It’s a choice to move past a hurt or an injustice. Relinquishing the opportunity for retribution.
Like, for example, pleading for the State of Alabama to stay the execution of a convicted killer.
That’s what the family of Faith Hall wanted. They felt so strongly about it that they reached out to Alabama Gov. Kay Ivey and Attorney General Steve Marshall.
Don’t kill the man who killed our loved one. Let him die a natural death in prison. Executing him won’t bring her back.
Joe Nathan James Jr. is the convicted killer in question. He was found guilty of murdering Ms. Hall in 1999.
She was 26 years old and the mother of two children. Ms. Hall and James had dated briefly. He reportedly had stalked and harassed her for months before their final encounter.
Terryln, one of the Hall children, was about six years on that fateful day. She told the Associated Press how she and other members of her family decided to oppose James’ execution.
“We thought about it and prayed about it,” she said. “We found it in ourselves to forgive him for what he did.”
This level of forgiveness is hard to fathom. It defies conventional logic. But among us believers, the consensus is that it is worth pursuing.
That doesn’t mean I understand it, though. So, I continue to marvel at the miracle the Halls are showing us.
There’s one other thing I don’t understand. Why do state officials think Alabama has a more compelling interest in killing James than the Hall family does?
I raise this point because that’s what Attorney General Marshall reportedly said in his letter to Gov. Ivey. The execution must proceed, according to Marshall, because “it is our obligation to ensure that justice is done for the people of Alabama.”
To be clear, the only way to provide justice to the people of Alabama is to kill James? Aren’t the Hall family counted among the people of Alabama? Shouldn’t what they want count more than the rest of us since they were directly affected by the murder?
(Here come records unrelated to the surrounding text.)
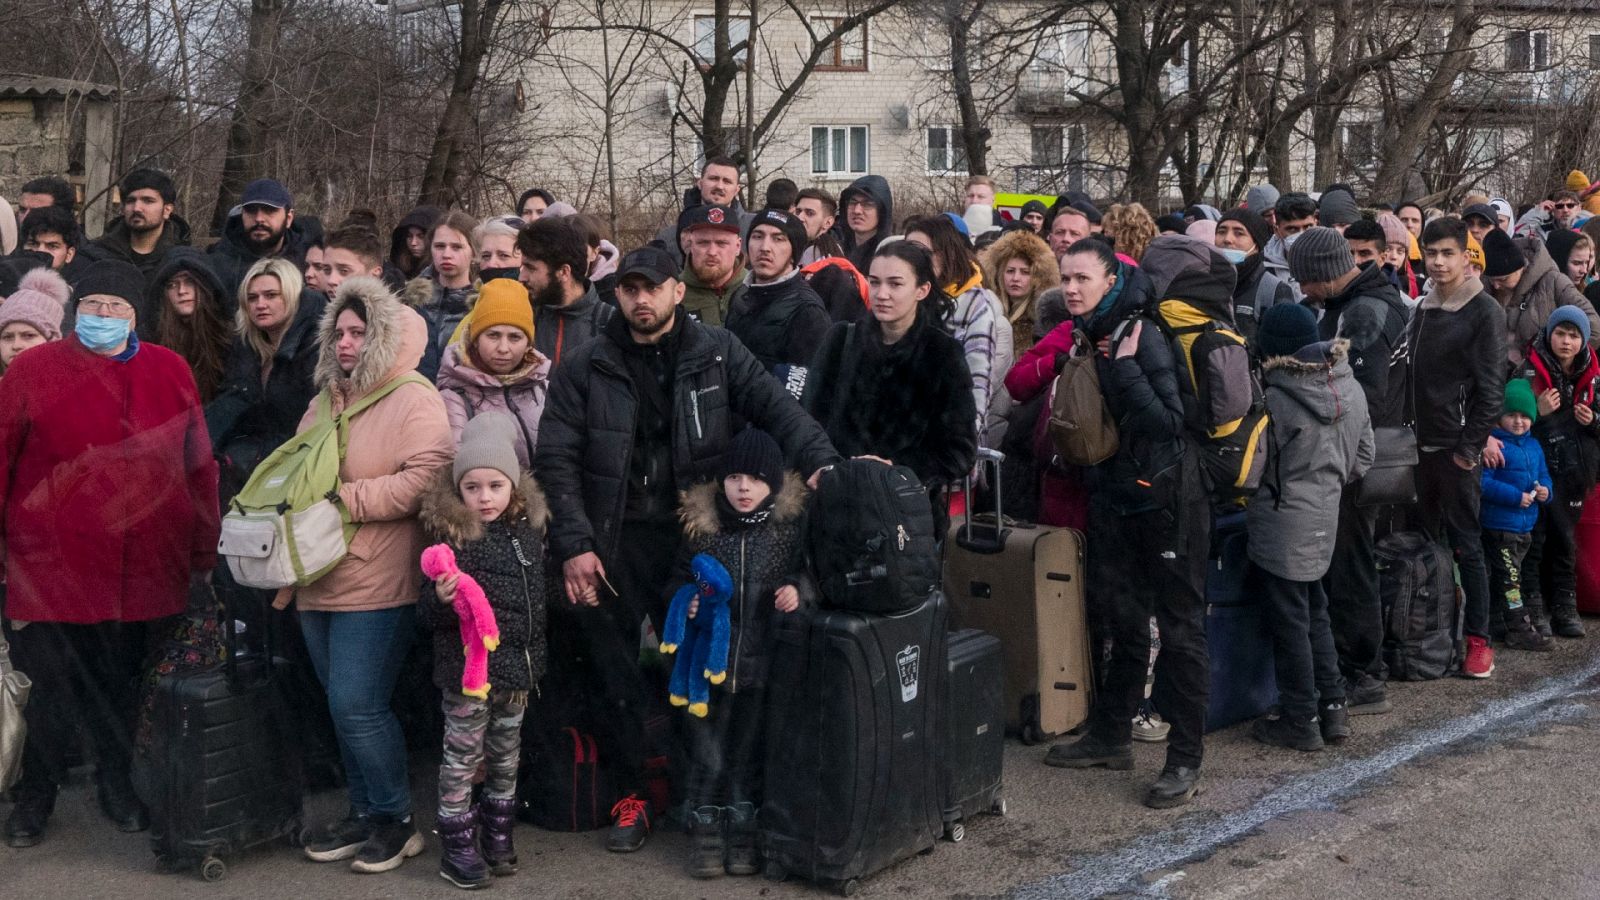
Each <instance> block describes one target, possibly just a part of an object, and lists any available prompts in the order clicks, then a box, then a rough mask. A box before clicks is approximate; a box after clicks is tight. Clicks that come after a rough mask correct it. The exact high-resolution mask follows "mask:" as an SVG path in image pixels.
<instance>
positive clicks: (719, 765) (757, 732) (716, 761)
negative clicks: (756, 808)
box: [683, 689, 766, 809]
mask: <svg viewBox="0 0 1600 900" xmlns="http://www.w3.org/2000/svg"><path fill="white" fill-rule="evenodd" d="M765 732H766V692H765V690H741V692H738V693H728V692H725V690H718V689H712V695H710V713H709V714H707V716H706V717H704V719H701V717H699V716H690V714H688V713H685V714H683V737H685V741H686V746H688V770H686V777H688V783H686V786H685V791H683V796H685V799H686V801H688V804H690V807H691V809H693V807H701V806H733V804H741V802H747V804H755V806H757V807H760V806H762V788H763V783H762V773H763V762H765V753H766V751H765V746H766V745H765V740H763V738H765Z"/></svg>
There are 5,660 people who are serving some type of life sentence in Alabama prisons – life without parole, life with parole or 50-plus years, which is called virtual life. My guess is that one more wouldn’t overly burden the system.
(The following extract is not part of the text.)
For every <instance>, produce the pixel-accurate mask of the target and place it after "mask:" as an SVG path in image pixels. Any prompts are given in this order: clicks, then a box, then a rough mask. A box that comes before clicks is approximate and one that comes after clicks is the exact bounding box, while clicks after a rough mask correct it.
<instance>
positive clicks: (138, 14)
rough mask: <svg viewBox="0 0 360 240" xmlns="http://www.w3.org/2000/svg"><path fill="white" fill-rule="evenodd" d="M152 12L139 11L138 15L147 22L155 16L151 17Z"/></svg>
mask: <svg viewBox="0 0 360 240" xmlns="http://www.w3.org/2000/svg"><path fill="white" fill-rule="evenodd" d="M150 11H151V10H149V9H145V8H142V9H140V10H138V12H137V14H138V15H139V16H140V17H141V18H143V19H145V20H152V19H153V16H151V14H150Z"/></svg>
Not that I’m in denial about the heinous nature of James’ crime. Stalking and killing an ex-lover is evil.
And I’ll also admit this: If James had killed my mother, I probably would hate him and want to see him dead.
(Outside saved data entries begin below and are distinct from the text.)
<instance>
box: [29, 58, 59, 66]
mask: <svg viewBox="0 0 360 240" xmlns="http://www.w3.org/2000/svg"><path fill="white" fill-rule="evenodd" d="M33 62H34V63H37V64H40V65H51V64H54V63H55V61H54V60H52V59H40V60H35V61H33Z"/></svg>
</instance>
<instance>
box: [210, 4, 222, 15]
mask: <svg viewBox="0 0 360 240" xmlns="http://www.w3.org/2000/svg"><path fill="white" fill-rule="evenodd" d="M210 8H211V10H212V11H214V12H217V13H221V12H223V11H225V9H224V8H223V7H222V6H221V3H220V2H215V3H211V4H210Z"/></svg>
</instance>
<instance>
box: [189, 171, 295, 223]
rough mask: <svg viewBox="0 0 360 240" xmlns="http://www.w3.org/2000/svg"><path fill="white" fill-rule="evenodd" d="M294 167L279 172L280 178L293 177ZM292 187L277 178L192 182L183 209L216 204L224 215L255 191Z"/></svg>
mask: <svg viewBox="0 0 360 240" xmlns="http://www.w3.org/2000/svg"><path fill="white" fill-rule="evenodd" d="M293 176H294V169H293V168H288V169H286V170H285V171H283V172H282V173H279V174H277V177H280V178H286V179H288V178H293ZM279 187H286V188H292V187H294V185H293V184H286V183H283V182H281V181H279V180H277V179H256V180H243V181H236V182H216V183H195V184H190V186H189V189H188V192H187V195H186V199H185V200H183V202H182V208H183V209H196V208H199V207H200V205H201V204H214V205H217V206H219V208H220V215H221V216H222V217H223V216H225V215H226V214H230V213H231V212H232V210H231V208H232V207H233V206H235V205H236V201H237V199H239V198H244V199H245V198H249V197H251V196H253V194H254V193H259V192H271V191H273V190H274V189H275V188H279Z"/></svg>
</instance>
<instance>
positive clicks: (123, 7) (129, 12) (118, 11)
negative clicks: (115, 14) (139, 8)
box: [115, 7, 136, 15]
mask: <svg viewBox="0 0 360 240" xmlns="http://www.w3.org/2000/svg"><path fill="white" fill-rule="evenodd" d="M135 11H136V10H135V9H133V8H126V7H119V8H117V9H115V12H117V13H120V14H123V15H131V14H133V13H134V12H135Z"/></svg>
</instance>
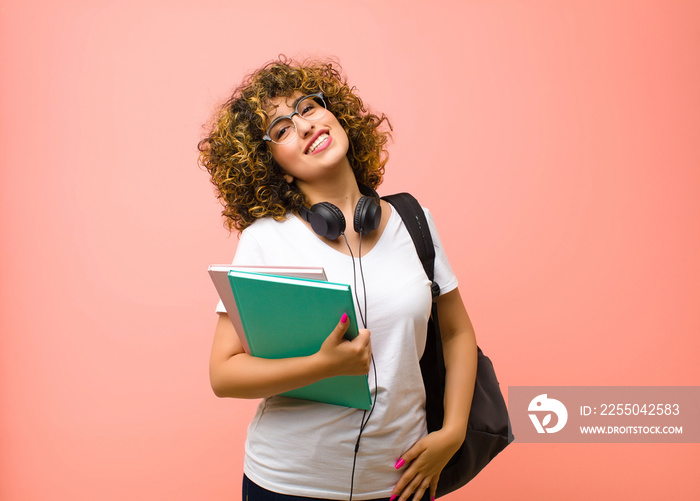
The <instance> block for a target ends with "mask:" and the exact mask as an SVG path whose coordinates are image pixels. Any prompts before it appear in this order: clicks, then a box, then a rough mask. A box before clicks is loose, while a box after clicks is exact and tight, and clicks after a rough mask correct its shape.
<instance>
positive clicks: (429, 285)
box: [199, 59, 476, 501]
Terryln Hall apparently understands this struggle.
“I did hate him,” she told the Associated Press. “I did. As I got older and realized, you can’t walk around with hate in your heart. I can’t pass it down to my kids and have them walk around with hate in their hearts.”
Confronting her hate eventually led Ms. Hall to forgiveness. Not so for the State of Alabama.
“My staff and I have researched all the records and all the facts,” Gov. Ivey said on Wednesday, according to the Associated Press. “There’s no reason to change the procedure or modify the outcome. The execution will go forward.”
So by Thursday evening, July 28, another soul will be killed by the State of Alabama at the William C. Holman Correctional Facility in Atmore. Because the Governor could find no reasonnot to – no reason, perhaps, except the one she’s chosen to ignore.
“I know it may sound crazy,” Terryln Hall said. “Like, you really want this man to live? But I just feel like we can’t play God.”